30 Ocak 2012 Pazartesi

Yenilenebilir Enerji Antibiyotik mi Vitamin Mi?

Yenilenebilir Enerji Kaynakları
Başlık biraz tuhaf gelebilir. Ancak özellikle yakın gelecekte artan enerji ihtiyacının azalan enerji kaynakları ile nasıl karşılanacağı insanlığın karşısında çok önemli bir sorun, adeta bir hastalık ve bu hastalığa yenilenebilir enerji kaynakları bir antibiyotik gibi iyileştirici bir etkide mi bulunur yoksa sadece direnci artırıcı ve tedaviyi destekleyici vitamin takviyesi rolü mü üstlenebilir? Hep beraber gerçeklere bakalım.

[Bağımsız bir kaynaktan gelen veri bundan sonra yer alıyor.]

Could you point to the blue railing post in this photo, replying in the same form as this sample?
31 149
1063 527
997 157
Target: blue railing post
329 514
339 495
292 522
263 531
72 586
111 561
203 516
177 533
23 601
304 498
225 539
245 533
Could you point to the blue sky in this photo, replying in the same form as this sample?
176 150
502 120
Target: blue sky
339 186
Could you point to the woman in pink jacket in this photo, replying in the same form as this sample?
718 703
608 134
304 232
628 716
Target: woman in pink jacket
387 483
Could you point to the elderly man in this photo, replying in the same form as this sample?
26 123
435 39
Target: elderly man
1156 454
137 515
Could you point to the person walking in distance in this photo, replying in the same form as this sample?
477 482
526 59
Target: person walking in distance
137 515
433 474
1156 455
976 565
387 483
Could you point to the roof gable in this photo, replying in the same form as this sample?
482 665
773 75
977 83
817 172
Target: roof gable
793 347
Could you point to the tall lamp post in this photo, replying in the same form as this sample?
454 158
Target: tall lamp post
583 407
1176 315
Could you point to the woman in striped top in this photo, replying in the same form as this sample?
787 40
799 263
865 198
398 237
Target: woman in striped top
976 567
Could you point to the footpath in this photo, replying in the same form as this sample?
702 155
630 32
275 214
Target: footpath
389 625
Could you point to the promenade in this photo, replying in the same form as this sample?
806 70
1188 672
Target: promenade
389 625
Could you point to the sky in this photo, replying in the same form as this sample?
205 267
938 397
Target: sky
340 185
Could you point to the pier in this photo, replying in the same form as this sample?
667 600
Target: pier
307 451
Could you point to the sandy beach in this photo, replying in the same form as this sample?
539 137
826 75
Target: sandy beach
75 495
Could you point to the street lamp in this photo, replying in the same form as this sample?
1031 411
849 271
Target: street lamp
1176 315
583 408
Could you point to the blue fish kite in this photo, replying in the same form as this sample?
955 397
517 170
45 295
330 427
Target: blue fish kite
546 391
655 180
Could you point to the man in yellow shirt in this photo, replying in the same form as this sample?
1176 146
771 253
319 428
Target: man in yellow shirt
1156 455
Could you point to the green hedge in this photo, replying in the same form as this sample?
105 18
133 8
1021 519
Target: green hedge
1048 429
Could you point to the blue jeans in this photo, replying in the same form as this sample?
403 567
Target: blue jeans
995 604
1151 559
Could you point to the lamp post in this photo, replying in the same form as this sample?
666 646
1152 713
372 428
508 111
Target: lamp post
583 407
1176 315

Öncelikle yenilenebilir enerjiden kasıt, kendiliğinden doğanın güçleri ile, emek ve enerji harcanmadan yerine gelen enerji kaynakları kullanarak elde edilen enerjidir. Rüzgar kendiliğinden doğada var olan bir enerji kaynağıdır, dalgalar, güneş, biyolojik atıklar vb kaynaklar doğal bir döngü içerisinde yinelenen ve enerji elde edilebilen kaynaklardır. Barajlardan elektrik elde edilmesi de yeşil enerji kapsamına girer. Çünkü barajı yaptıktan sonra elektrik üretmek için tek yapmanız gereken dolmasını beklemektir. Doğa barajı doldurur ve siz de elektrik elde edersiniz. Doğa rüzgar oluşturur ve siz elektrik elde edersiniz. Dünya döner ve siz gündüzleri güneş panellerinizle elektrik üretirsiniz. Bitkiler ölür, yenileri büyürken ölür, doğalgaz açığa çıkarır ve siz o gazı kullanarak enerji elde edersiniz. Hatta onları doğrudan yakar ve enerji elde edersiniz. Ancak petrol bittiğinde - ki bir süre sonra bitecek- doğalgaz yatakları bittiğinde, kömür yatakları bittiğinde doğa onların yerine yenilerini koymayacak. En azından insan yaşamı için mantıklı bir süreçte bunu yapmayacak.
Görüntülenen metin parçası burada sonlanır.